Tempeh Stir-Fry with Peanut Sauce

Ingredients

  • 3 tbsp crunchy peanut butter
  • 2 tbsp tamari
  • 1 tsp garlic and ginger paste
  • 1 tsp crispy chilli oil
  • 1/2 lime
  • 1 tbsp sesame oil
  • 200g tempeh
  • 1 tbsp vegetable oil
  • 1 tbsp rice vinegar
  • 1/2 red onion
  • 1 yellow pepper
  • 100g tenderstem broccoli
  • noodles or rice, to serve
  • 30g salted peanuts, to serve
  • 15g coriander, to serve

Preparation

  1. Whisk together the peanut butter, tamari, garlic paste, chilli oil, lime juice, half the sesame oil and 1 tbsp water in a large bowl.
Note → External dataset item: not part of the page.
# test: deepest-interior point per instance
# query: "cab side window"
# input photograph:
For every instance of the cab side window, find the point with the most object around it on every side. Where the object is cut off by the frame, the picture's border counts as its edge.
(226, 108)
Cut the tempeh into 1/2 cm strips and toss to coat in the sauce.

  2. Heat the remaining sesame oil in a large non-stick pan and cook the tempeh for 4-5 mins, turning occasionally, until crispy all over. Remove with a slotted spoon.

  3. Add the vegetable oil and rice vinegar to the peanut sauce, then scrape out into the pan. Add the veg and cook for 3-4 mins or until just tender, then stir in the tempeh. Cook for 1 min, stirring until well combined.

  4. Serve with noodles or rice, and scatter over the chopped peanuts and coriander to serve.